Re: [PATCH v2 2/3] sched/fair: Ignore isolated cpus in update_numa_stat

From: Chuyi Zhou
Date: Wed Jan 08 2025 - 05:48:05 EST


Hello Waiman,

在 2025/1/8 02:39, Waiman Long 写道:

On 1/3/25 1:59 AM, Chuyi Zhou wrote:
Now update_numa_stats() iterates each cpu in a node to gather load
information for the node and attempts to find the idle cpu as a candidate
best_cpu within the node.

In update_numa_stats() we should take into account the scheduling domain.
This is because the "isolcpus" kernel command line option and cpuset iso-
late partitions can remove CPUs from load balance. Similar to task wakeup
and periodic load balancing, we should not involve isolated CPUs in NUMA
balancing. When gathering load information for nodes, we need to ignore the
load of isolated CPUs. This change also avoids selecting an isolated CPU
as the idle_cpu.

Signed-off-by: Chuyi Zhou <zhouchuyi@xxxxxxxxxxxxx>
---
  kernel/sched/fair.c | 7 +++++--
  1 file changed, 5 insertions(+), 2 deletions(-)

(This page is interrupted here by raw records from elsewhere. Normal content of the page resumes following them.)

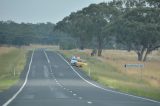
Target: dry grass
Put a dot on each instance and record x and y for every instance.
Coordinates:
(12, 62)
(109, 70)
(4, 50)
(150, 72)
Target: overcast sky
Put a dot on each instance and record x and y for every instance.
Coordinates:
(35, 11)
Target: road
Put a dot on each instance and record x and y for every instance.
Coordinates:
(51, 81)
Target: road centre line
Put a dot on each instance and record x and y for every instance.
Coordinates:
(26, 79)
(102, 87)
(46, 56)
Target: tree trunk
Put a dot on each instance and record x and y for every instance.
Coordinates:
(100, 46)
(145, 56)
(140, 56)
(81, 44)
(99, 52)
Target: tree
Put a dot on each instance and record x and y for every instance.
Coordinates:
(139, 30)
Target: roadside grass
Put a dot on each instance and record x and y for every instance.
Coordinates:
(109, 70)
(12, 64)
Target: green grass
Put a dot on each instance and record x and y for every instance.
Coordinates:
(15, 59)
(110, 76)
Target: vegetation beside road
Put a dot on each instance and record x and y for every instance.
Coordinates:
(12, 63)
(109, 70)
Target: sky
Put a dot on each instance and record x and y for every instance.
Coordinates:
(38, 11)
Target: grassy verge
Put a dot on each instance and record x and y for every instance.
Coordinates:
(109, 74)
(12, 63)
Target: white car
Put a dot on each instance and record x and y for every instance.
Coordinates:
(74, 60)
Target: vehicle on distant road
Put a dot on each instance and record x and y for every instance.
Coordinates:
(76, 61)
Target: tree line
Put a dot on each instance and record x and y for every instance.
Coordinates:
(122, 24)
(12, 33)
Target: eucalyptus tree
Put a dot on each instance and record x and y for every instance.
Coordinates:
(139, 30)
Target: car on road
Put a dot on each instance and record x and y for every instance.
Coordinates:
(76, 61)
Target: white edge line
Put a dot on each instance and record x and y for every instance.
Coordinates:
(105, 88)
(46, 56)
(16, 94)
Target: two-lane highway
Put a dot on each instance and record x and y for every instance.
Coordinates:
(51, 81)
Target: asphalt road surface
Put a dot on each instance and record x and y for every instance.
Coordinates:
(51, 81)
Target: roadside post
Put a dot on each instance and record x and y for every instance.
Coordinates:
(89, 72)
(14, 72)
(140, 66)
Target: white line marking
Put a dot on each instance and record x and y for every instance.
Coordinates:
(46, 56)
(80, 98)
(74, 94)
(105, 88)
(89, 102)
(26, 79)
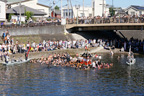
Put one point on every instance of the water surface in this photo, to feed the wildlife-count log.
(38, 80)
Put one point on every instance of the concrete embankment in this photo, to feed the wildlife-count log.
(72, 52)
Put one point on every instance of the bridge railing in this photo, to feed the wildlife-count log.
(106, 20)
(9, 26)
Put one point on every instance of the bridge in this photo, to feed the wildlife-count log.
(106, 26)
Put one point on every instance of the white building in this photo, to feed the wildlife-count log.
(73, 12)
(135, 10)
(2, 11)
(99, 7)
(35, 5)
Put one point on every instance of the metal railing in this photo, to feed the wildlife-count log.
(9, 26)
(100, 20)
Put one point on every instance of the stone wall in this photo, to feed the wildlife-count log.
(52, 29)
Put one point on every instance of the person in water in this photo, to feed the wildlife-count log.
(6, 58)
(26, 55)
(13, 59)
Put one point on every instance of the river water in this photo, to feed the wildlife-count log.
(38, 80)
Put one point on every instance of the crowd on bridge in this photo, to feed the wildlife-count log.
(108, 19)
(9, 46)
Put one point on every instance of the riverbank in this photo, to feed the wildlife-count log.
(72, 52)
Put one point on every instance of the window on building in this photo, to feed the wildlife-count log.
(0, 9)
(42, 10)
(90, 15)
(140, 12)
(132, 13)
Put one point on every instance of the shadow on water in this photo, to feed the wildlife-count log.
(36, 79)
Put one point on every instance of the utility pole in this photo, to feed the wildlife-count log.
(112, 7)
(61, 10)
(20, 13)
(68, 8)
(54, 9)
(83, 9)
(103, 11)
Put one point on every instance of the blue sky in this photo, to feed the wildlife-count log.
(117, 3)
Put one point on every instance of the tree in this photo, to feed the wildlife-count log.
(28, 14)
(10, 15)
(56, 7)
(111, 11)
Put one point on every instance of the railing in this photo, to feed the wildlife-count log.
(107, 20)
(9, 26)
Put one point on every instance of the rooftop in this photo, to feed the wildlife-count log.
(138, 7)
(24, 8)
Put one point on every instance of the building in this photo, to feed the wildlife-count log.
(119, 11)
(135, 10)
(16, 10)
(2, 11)
(73, 12)
(99, 8)
(56, 14)
(32, 4)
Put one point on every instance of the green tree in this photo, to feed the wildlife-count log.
(28, 14)
(10, 15)
(56, 7)
(111, 11)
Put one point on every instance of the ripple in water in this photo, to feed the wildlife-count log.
(35, 79)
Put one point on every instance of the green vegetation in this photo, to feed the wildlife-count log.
(28, 14)
(10, 15)
(56, 7)
(111, 11)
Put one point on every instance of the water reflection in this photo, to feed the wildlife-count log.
(36, 79)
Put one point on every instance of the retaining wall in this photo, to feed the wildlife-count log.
(52, 29)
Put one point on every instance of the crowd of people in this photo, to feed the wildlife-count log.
(65, 60)
(108, 19)
(9, 46)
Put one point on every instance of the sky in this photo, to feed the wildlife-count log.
(117, 3)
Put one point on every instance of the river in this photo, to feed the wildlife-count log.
(37, 80)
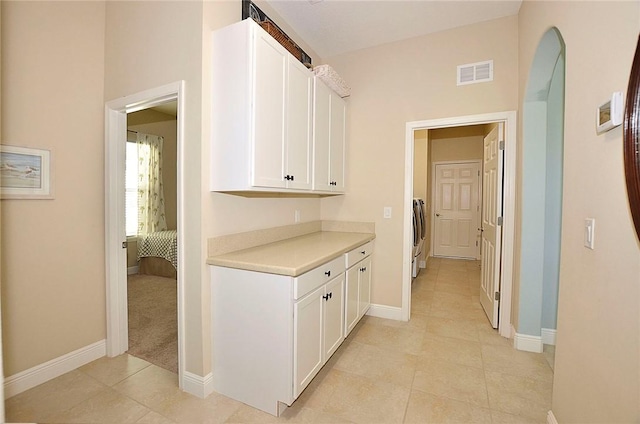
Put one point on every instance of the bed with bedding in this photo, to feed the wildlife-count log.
(158, 253)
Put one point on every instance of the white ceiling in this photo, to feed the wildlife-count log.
(333, 27)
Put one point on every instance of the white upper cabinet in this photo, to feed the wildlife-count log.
(328, 139)
(261, 114)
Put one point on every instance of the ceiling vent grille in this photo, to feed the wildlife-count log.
(473, 73)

diff --git a/kernel/sched/fair.c b/kernel/sched/fair.c
index f544012b9320..a0139659fe7a 100644
--- a/kernel/sched/fair.c
+++ b/kernel/sched/fair.c
@@ -2125,6 +2125,11 @@ static void update_numa_stats(struct task_numa_env *env,
      for_each_cpu(cpu, cpumask_of_node(nid)) {
          struct rq *rq = cpu_rq(cpu);
+        /* skip isolated cpus' load */
+        if (!rcu_dereference(rq->sd))
+            continue;
+
+        ns->weight++;
          ns->load += cpu_load(rq);
          ns->runnable += cpu_runnable(rq);
          ns->util += cpu_util_cfs(cpu);
@@ -2144,8 +2149,6 @@ static void update_numa_stats(struct task_numa_env *env,
      }
      rcu_read_unlock();
-    ns->weight = cpumask_weight(cpumask_of_node(nid));
-
      ns->node_type = numa_classify(env->imbalance_pct, ns);
      if (idle_core >= 0)

You should initalize ns->weight to 0 first before iteration to prevent pre-existing ns->weight value from corrupting the result.

Cheers,
Longman


Thanks for your review.

We have already memset ns to 0 before the start of update_numa_stats(), so I think it should be okay here.